TVRI YOGYAKARTA NEWS – HERDIAN GIRI
Sementara itu, Subak, sistem pengairan pertanian di Bali menghadapi tantangan alih fungsi lahan, perubahan sosial dan ekonomi masyarakat serta regenerasi petani. Butuh dukungan semua pihak, untuk menjaga Subak tetap menjadi warisan budaya, modal pariwisata, dan benteng ketahanan pangan masyarakat.
Penetapan Subak sebagai warisan budaya dunia, merupakan kebanggaan dan sekaligus tantangan bagi warga Bali, dalam mempertahankan sistem pengairan tradisional di pulau dewata, di tengah gencarnya pengaruh globalisasi. Tantangan untuk pelestarian Subak di Bali sangat berat, karena keberadaannya semakin terjepit, oleh gencarnya pembangunan, sehingga alih fungsi lahan pun tidak bisa terelakan. Data dinas pertanian dan ketahanan pangan Bali menyebutkan, setiap tahun, 600 hektar hingga seribu hektar lahan pertanian pulau dewata itu, beralih fungsi menjadi perumahan, hotel, restoran, maupun bangunan lain, yang menopang industri pariwisata dan industri lainnya. Dampak dari itu, tidak ada petani di Bali yang memiliki lahan yang luas. Saat ini luas lahan petani di Bali berkisar 75 are atau nol koma 75 hektar, sangat jarang petani yang memiliki lahan di atas satu hektar. Namun, hingga kini, para petani di Bali masih mempertahankan kelestarian Subak, meski telah menjadi warisan budaya dunia.

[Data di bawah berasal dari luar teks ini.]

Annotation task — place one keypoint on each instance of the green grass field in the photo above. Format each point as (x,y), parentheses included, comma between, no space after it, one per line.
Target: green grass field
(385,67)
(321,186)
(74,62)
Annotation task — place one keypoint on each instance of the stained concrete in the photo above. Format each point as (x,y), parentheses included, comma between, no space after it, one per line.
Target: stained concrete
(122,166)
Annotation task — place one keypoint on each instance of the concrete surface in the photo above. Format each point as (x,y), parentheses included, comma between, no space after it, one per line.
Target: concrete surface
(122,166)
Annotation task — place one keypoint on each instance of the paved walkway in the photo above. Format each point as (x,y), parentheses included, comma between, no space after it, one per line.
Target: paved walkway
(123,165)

Upaya pelestarian ini, semakin rumit dilakukan, lantaran sejak awal pengajuan Subak sebagai warisan budaya dunia, data kepemilikan lahan persawahan di Subak belum 100 persen terdata.Pengalihfungsian sawah Subak, terjadi bila terdapat sawah yang tak lagi produktif. Meski demikian, sebagian petani menerapkan berbagai cara, untuk mencegah alih fungsi lahan ini semakin menjadi. Salah satunya, mereka membuat jalan kecil, agar tidak dilewati kendaraan bermotor pengangkut material bahan bangunan.